March 5, 2008 / 8:04 PM / 9 years ago

Novo gigante da carne nos EUA, JBS enfrentará crivo antitruste

5 Min, DE LEITURA

Por Bob Burgdorfer

CHICAGO (Reuters) - As surpreendentes aquisições do brasileiro JBS no setor de carne bovina nos Estados Unidos terão de enfrentar o órgão antitruste norte-americano, segundo analistas, embora a empresa acredite que os negócios sejam aprovados sem a necessidade de desinvestimentos.

Na terça-feira, o JBS anunciou a compra das norte-americanas National Beef e da Smithfield Foods, além da companhia australiana Tasman.

"Isso irá certamente levantar questões com o Departamento de Justiça", afirmou Jim Robb, economista do Conselho de Informação de Negócios de Pecuária, após tomar conhecimento sobre o acordo.

Sem especificar quando os negócios poderiam ser concluídos, o presidente do JBS, Joesley Batista, afirmou acreditar que a companhia não terá de dispor de seus ativos para ver aprovadas as negociações.

"Estamos confiantes que iremos ser bem-sucedidos.
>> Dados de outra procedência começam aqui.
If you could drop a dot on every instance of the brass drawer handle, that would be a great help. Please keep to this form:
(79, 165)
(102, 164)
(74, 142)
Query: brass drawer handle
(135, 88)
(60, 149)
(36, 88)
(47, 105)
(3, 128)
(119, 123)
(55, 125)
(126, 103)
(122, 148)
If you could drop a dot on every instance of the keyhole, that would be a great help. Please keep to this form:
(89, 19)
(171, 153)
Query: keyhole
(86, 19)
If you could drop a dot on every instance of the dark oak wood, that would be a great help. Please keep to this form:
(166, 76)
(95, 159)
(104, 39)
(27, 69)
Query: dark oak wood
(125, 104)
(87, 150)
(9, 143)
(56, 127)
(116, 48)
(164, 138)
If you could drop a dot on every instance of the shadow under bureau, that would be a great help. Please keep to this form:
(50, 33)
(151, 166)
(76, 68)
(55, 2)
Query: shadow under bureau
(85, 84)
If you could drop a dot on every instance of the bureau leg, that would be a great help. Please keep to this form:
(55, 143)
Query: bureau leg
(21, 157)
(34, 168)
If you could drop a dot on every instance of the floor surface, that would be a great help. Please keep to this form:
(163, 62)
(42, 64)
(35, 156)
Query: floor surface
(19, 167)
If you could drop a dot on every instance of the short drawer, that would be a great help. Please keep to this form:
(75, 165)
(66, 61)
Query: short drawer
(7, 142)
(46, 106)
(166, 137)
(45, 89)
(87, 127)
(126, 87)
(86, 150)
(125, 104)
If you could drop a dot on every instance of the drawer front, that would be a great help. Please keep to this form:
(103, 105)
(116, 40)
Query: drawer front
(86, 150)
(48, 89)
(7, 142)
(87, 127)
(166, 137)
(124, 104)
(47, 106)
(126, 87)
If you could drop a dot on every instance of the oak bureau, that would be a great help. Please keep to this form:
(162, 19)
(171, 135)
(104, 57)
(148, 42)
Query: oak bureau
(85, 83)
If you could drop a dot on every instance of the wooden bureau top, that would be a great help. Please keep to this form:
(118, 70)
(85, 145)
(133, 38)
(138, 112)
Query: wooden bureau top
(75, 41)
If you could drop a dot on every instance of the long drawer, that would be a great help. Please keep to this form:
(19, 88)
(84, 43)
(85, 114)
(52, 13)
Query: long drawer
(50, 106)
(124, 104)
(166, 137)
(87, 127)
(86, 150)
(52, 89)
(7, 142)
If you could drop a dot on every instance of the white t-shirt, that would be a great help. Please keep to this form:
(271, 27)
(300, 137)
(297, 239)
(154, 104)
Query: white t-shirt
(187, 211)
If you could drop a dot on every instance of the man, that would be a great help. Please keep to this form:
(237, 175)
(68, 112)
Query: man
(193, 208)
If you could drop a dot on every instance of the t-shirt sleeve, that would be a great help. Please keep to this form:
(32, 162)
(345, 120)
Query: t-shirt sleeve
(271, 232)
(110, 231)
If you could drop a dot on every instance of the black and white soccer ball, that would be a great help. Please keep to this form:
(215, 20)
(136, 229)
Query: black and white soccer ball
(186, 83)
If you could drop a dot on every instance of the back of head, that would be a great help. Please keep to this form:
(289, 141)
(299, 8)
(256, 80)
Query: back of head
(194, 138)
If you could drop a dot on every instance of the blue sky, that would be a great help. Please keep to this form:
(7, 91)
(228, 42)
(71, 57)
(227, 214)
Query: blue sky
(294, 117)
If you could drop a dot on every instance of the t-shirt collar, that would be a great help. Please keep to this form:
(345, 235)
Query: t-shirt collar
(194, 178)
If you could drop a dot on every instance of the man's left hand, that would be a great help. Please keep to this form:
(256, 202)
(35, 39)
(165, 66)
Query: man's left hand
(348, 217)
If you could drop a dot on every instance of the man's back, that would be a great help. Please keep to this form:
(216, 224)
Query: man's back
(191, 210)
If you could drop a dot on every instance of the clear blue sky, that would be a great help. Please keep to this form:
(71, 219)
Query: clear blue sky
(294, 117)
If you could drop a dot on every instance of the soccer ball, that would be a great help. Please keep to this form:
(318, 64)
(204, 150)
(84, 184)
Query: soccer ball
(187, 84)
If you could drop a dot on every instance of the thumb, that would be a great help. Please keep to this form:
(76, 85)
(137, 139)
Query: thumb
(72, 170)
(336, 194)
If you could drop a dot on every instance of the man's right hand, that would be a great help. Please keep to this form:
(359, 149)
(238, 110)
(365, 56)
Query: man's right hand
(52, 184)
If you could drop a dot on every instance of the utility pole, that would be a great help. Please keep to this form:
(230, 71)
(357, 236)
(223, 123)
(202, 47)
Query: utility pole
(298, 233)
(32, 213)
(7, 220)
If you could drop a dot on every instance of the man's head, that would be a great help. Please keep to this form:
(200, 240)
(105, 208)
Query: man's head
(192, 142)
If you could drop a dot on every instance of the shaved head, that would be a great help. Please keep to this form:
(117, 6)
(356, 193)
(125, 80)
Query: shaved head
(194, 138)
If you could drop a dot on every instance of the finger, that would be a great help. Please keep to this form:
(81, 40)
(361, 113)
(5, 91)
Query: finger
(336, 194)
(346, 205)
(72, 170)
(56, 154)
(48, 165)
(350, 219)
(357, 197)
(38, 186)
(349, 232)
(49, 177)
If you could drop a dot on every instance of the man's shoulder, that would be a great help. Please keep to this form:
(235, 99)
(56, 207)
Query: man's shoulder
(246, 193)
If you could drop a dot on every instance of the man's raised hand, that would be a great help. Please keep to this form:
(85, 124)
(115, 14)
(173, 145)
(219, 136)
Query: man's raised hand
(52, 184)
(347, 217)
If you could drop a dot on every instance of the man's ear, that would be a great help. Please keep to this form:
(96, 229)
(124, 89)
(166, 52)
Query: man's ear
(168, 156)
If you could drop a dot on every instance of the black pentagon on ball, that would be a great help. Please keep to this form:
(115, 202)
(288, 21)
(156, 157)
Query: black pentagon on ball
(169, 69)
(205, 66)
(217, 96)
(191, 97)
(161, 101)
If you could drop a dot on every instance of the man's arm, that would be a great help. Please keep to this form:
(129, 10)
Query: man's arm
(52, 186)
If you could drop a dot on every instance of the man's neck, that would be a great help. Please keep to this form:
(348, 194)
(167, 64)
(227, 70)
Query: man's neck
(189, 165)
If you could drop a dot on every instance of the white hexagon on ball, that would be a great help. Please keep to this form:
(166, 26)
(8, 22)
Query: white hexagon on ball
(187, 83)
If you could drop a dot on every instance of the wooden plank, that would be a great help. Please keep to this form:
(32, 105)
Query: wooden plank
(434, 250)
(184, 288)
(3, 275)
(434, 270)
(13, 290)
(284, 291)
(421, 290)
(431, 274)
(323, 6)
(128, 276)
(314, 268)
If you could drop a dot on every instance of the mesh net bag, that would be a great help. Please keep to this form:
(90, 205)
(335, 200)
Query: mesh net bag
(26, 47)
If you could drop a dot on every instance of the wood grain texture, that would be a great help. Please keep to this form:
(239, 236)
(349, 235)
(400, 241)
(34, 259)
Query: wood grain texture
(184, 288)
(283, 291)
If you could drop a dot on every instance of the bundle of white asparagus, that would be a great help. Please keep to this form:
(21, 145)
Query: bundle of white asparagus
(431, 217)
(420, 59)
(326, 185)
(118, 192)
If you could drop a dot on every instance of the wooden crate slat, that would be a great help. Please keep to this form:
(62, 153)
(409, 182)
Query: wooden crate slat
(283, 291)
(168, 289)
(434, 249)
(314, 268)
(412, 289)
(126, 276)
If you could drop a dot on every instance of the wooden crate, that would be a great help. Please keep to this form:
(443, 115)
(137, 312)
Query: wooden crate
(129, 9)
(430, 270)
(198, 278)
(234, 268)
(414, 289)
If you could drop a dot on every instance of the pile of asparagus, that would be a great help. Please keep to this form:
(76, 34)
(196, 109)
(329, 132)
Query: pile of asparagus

Não estamos pensando em desinvestimentos", declarou em uma conferência para jornalistas e analistas estrangeiros, um dia depois do negócio que surpreendeu a indústria norte-americana de carne.

Se os acordos forem aprovados, a companhia com sede em São Paulo vai se tornar a maior em carne bovina do mundo, com 32 por cento do mercado norte-americano e 10 por cento em termos globais.

A Tyson Foods é atualmente a maior em carne bovina dos Estados Unidos. A empresa estima ter cerca de 25 por cento do mercado, mas essa participação deve ter caído recentemente, com a companhia encerrando atividades em um abatedouro com capacidade para 4 mil cabeças ao dia, em Emporia, Kansas.

Quando as aquisições estiverem concluídas, o JBS espera ter receitas mundo afora de 21,55 bilhões de dólares, contra atuais 12,7 bilhões de dólares.

Jbs Quer Manter Unidades

O negócio foi anunciado em um momento no qual a indústria de carne bovina dos EUA atravessa um momento difícil, com um excesso de capacidade de processamento, exportações baixas e desaceleração econômica da economia norte-americana.

Durante a conferência, Batista afirmou que a companhia não pretende neste momento fechar nenhuma de suas unidades, para reduzir a capacidade de abate e levar a um ajuste na oferta.

No entanto, isso pode mudar mais para a frente.

"Estamos estudando o que podemos fazer para tornar a companhia o mais eficiente possível", ele afirmou. "Não vemos necessidade de reduzir turnos, mas estaremos prontos para fazer isso se for necessário para competirmos, para economizarmos recursos ou para fazermos dinheiro."

Analistas acreditam que poderia haver o fechamento de algumas unidades.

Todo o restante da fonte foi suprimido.